On the second fair use factor, the nature of the copyrighted work, the court held that because headnotes are not at the core of intended copyright protection, this factor tended to weigh in favor of fair use. However, the court also found this issue to be a jury question because of the uncertainty as to the headnotes’ originality. As to the third fair use factor—substantiality of the use—a disputed issue of fact existed because it was unclear how much Ross actually took of the copyrighted material.

Finally, on the fourth factor, harm to Thomson Reuters’ potential market, the court rejected Plaintiff’s argument that Ross was a direct competitor.
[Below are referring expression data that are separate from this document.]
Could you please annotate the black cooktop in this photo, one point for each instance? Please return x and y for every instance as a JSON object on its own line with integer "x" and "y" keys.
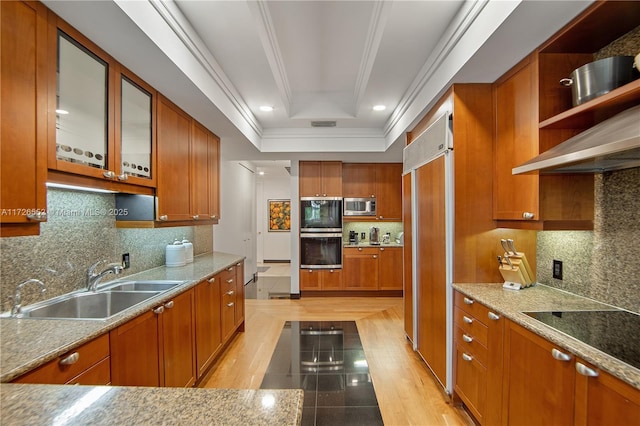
{"x": 616, "y": 333}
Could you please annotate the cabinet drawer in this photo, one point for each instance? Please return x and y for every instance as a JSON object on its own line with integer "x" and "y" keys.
{"x": 471, "y": 382}
{"x": 471, "y": 345}
{"x": 57, "y": 372}
{"x": 472, "y": 307}
{"x": 471, "y": 325}
{"x": 99, "y": 374}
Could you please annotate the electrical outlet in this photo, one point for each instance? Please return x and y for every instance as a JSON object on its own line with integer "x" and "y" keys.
{"x": 126, "y": 262}
{"x": 557, "y": 269}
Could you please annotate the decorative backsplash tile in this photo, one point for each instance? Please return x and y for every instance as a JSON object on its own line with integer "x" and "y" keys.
{"x": 79, "y": 231}
{"x": 602, "y": 264}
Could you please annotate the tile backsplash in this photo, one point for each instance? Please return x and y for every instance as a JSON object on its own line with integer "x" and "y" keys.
{"x": 78, "y": 232}
{"x": 601, "y": 264}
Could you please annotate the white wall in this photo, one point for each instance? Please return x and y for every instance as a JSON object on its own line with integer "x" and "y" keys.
{"x": 236, "y": 231}
{"x": 272, "y": 245}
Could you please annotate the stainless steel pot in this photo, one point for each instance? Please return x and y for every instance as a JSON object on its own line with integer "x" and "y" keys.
{"x": 600, "y": 77}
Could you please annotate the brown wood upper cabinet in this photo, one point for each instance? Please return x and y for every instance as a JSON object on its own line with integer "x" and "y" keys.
{"x": 382, "y": 182}
{"x": 320, "y": 179}
{"x": 188, "y": 168}
{"x": 534, "y": 113}
{"x": 23, "y": 143}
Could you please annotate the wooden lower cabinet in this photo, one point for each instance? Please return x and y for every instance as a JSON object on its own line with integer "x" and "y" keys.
{"x": 321, "y": 279}
{"x": 390, "y": 268}
{"x": 157, "y": 347}
{"x": 360, "y": 268}
{"x": 478, "y": 348}
{"x": 88, "y": 364}
{"x": 208, "y": 332}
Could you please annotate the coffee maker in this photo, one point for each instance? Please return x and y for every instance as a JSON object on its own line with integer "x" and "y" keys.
{"x": 374, "y": 235}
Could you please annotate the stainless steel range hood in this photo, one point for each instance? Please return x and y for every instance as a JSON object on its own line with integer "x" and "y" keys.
{"x": 613, "y": 144}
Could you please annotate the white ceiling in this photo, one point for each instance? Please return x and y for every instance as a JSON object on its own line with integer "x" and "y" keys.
{"x": 314, "y": 60}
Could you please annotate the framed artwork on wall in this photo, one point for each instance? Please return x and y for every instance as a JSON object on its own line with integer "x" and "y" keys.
{"x": 279, "y": 215}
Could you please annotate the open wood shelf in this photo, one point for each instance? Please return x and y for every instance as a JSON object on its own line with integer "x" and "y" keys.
{"x": 598, "y": 109}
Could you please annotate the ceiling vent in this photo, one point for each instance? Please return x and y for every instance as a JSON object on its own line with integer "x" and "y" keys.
{"x": 323, "y": 123}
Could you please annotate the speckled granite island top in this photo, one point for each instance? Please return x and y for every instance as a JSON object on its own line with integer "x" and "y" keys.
{"x": 27, "y": 343}
{"x": 107, "y": 405}
{"x": 511, "y": 304}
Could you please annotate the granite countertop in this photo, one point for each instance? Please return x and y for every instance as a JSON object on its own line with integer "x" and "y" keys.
{"x": 29, "y": 343}
{"x": 368, "y": 244}
{"x": 511, "y": 304}
{"x": 109, "y": 405}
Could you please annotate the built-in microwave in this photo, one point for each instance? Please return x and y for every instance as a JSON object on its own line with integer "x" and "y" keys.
{"x": 359, "y": 206}
{"x": 320, "y": 214}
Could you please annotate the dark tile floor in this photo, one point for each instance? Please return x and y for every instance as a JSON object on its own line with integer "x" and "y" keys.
{"x": 326, "y": 360}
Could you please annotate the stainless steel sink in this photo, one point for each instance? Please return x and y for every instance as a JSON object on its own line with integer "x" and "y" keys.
{"x": 145, "y": 285}
{"x": 86, "y": 305}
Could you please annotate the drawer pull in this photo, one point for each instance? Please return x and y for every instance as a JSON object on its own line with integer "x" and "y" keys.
{"x": 70, "y": 359}
{"x": 585, "y": 371}
{"x": 560, "y": 356}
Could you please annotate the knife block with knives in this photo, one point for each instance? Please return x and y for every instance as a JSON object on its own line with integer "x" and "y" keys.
{"x": 516, "y": 271}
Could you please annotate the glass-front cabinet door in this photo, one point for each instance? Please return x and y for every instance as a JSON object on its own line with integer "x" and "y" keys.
{"x": 84, "y": 140}
{"x": 135, "y": 137}
{"x": 104, "y": 114}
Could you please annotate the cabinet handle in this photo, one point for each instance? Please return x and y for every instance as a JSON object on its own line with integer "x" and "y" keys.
{"x": 560, "y": 356}
{"x": 70, "y": 359}
{"x": 585, "y": 371}
{"x": 38, "y": 216}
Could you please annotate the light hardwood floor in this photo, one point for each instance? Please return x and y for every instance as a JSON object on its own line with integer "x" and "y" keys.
{"x": 406, "y": 391}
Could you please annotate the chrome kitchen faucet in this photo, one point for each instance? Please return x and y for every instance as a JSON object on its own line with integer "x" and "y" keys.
{"x": 94, "y": 278}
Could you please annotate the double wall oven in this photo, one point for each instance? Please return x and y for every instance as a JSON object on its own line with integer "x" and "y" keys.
{"x": 321, "y": 232}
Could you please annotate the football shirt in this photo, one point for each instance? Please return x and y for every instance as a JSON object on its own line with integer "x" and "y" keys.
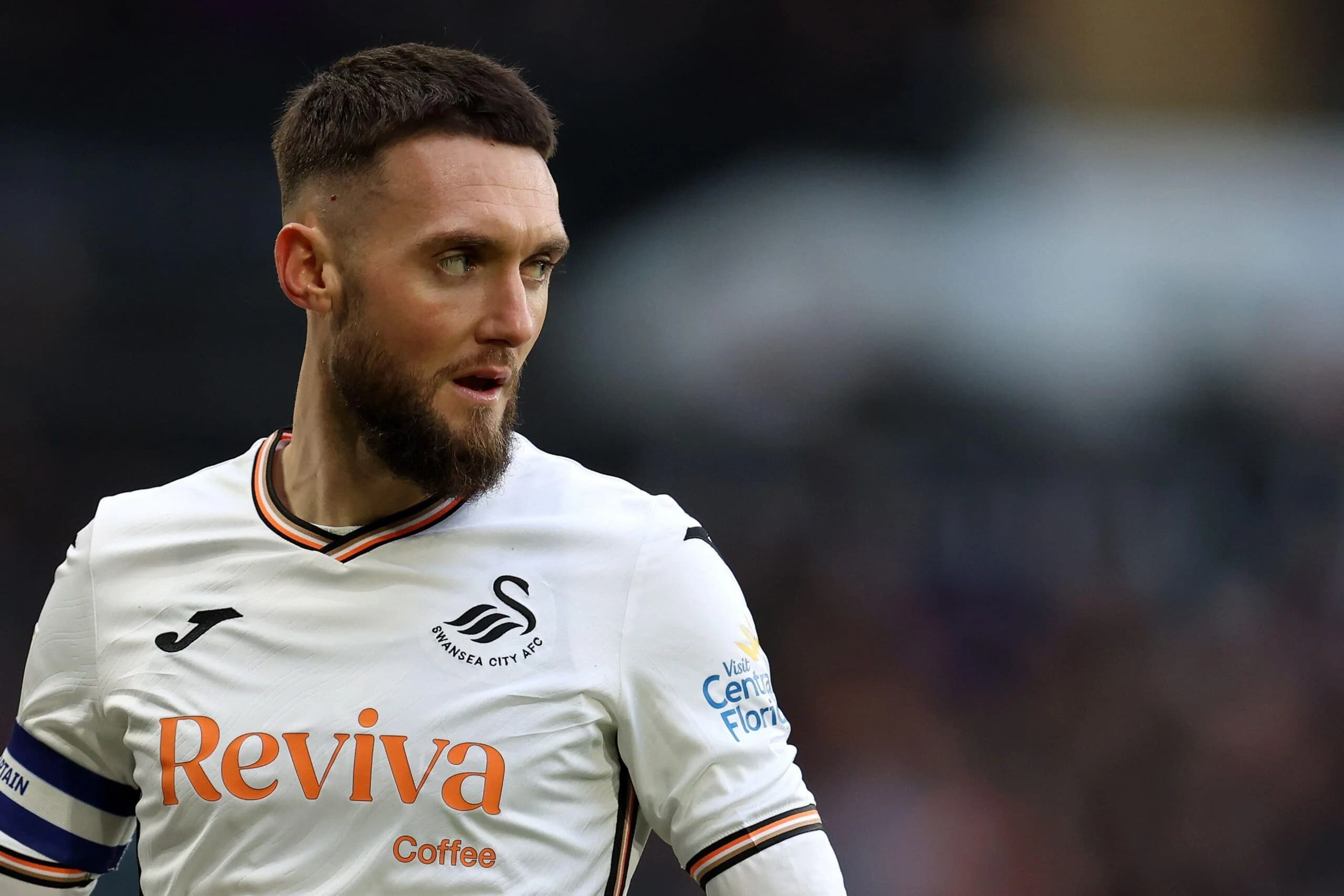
{"x": 494, "y": 696}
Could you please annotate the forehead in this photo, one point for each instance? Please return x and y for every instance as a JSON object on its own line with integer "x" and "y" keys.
{"x": 440, "y": 182}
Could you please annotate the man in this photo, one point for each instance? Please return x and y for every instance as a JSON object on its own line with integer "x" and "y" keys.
{"x": 395, "y": 648}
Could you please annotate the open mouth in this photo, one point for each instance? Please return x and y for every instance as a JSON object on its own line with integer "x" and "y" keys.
{"x": 484, "y": 383}
{"x": 480, "y": 383}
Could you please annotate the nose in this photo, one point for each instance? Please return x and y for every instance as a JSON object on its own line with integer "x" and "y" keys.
{"x": 508, "y": 316}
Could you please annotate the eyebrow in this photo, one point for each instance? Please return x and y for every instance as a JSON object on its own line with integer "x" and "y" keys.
{"x": 466, "y": 238}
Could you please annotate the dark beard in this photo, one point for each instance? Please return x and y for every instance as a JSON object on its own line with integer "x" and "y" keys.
{"x": 395, "y": 417}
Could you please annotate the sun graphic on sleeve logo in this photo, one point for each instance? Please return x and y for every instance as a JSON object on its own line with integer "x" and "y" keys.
{"x": 752, "y": 645}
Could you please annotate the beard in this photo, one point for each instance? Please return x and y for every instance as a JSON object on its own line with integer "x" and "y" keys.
{"x": 394, "y": 416}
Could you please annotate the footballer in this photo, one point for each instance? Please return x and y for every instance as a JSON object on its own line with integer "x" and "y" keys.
{"x": 395, "y": 648}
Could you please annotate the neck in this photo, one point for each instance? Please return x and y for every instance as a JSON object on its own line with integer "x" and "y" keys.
{"x": 326, "y": 475}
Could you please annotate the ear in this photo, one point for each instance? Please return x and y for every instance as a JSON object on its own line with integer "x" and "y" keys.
{"x": 306, "y": 269}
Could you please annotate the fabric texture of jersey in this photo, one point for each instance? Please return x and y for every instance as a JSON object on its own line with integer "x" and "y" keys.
{"x": 494, "y": 696}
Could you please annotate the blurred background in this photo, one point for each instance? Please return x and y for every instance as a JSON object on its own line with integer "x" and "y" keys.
{"x": 1000, "y": 347}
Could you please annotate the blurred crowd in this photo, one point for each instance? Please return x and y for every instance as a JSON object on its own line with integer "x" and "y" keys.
{"x": 996, "y": 344}
{"x": 1019, "y": 672}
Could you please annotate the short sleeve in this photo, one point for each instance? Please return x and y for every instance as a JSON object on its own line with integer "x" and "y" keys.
{"x": 66, "y": 801}
{"x": 701, "y": 730}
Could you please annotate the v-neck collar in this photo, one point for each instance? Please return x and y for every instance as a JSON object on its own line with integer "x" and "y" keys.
{"x": 339, "y": 547}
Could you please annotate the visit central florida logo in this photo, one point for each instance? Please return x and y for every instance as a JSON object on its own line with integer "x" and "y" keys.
{"x": 742, "y": 695}
{"x": 500, "y": 626}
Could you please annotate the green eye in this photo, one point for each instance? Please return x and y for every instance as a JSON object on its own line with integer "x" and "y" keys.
{"x": 537, "y": 269}
{"x": 456, "y": 265}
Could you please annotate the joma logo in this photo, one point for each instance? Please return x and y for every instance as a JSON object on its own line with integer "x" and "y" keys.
{"x": 230, "y": 766}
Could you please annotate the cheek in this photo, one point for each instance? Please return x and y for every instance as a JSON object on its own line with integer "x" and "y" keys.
{"x": 414, "y": 321}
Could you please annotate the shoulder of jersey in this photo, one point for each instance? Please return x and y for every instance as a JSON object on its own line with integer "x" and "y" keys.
{"x": 551, "y": 486}
{"x": 209, "y": 499}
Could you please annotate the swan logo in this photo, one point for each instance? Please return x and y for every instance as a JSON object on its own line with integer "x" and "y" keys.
{"x": 486, "y": 624}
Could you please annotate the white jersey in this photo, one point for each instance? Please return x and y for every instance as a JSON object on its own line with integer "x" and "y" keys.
{"x": 494, "y": 696}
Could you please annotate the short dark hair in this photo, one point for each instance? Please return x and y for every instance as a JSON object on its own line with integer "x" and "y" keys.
{"x": 338, "y": 123}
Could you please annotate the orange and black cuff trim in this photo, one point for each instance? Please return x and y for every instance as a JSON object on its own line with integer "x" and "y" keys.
{"x": 339, "y": 547}
{"x": 627, "y": 813}
{"x": 32, "y": 870}
{"x": 741, "y": 846}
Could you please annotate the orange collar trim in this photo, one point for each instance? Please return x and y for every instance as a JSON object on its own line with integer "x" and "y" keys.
{"x": 339, "y": 547}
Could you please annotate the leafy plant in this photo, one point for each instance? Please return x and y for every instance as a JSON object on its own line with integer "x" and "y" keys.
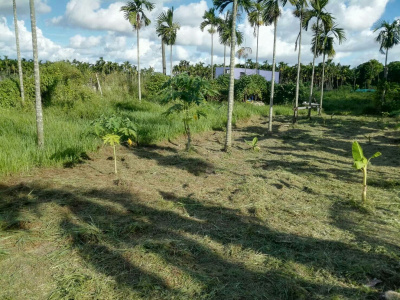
{"x": 123, "y": 127}
{"x": 187, "y": 92}
{"x": 253, "y": 144}
{"x": 112, "y": 140}
{"x": 361, "y": 163}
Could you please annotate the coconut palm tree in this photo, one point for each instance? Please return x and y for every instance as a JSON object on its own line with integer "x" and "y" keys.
{"x": 210, "y": 19}
{"x": 38, "y": 98}
{"x": 271, "y": 15}
{"x": 221, "y": 5}
{"x": 326, "y": 40}
{"x": 167, "y": 30}
{"x": 21, "y": 79}
{"x": 256, "y": 20}
{"x": 300, "y": 5}
{"x": 244, "y": 52}
{"x": 225, "y": 33}
{"x": 317, "y": 11}
{"x": 388, "y": 37}
{"x": 134, "y": 12}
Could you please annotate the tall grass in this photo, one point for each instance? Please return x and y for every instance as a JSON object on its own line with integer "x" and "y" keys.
{"x": 68, "y": 133}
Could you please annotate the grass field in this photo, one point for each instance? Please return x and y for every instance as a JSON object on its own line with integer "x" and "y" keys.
{"x": 283, "y": 223}
{"x": 69, "y": 135}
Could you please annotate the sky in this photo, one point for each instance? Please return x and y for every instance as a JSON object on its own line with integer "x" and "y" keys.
{"x": 88, "y": 29}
Seizing on language from Google LLC v. Oracle Am., Inc., 141 S. Ct. 1183 (2021), Judge Bibas gave great weight to conflicting evidence as to whether Ross’s AI platform had a “public benefit.”

Implications for AI development

The Thomson Reuters v. Ross Intelligence case is one of the first major copyright lawsuits involving AI. The outcome of the case could have a significant impact on the development and use of AI in the legal industry.

If Thomson Reuters is successful, it could make it more difficult for AI companies to develop and use copyrighted materials to train their AI systems. This could slow the development of AI in the legal industry and make it more expensive for AI companies to develop and maintain their products.

On the other hand, if Ross Intelligence is successful, it could send a message that AI companies can fairly use copyrighted materials to train their AI systems. This could accelerate the development of AI in the legal industry and make AI products more affordable for lawyers and other users.

The case is also being watched closely by other industries that are developing and using AI. The outcome of the case could have implications for AI development and use in a wide range of industries.

Conclusion

The Thomson Reuters v. Ross Intelligence case is a landmark case that could have a significant impact on the development and use of AI in the legal industry and other industries. The outcome of the case will be closely watched by legal experts and businesses alike.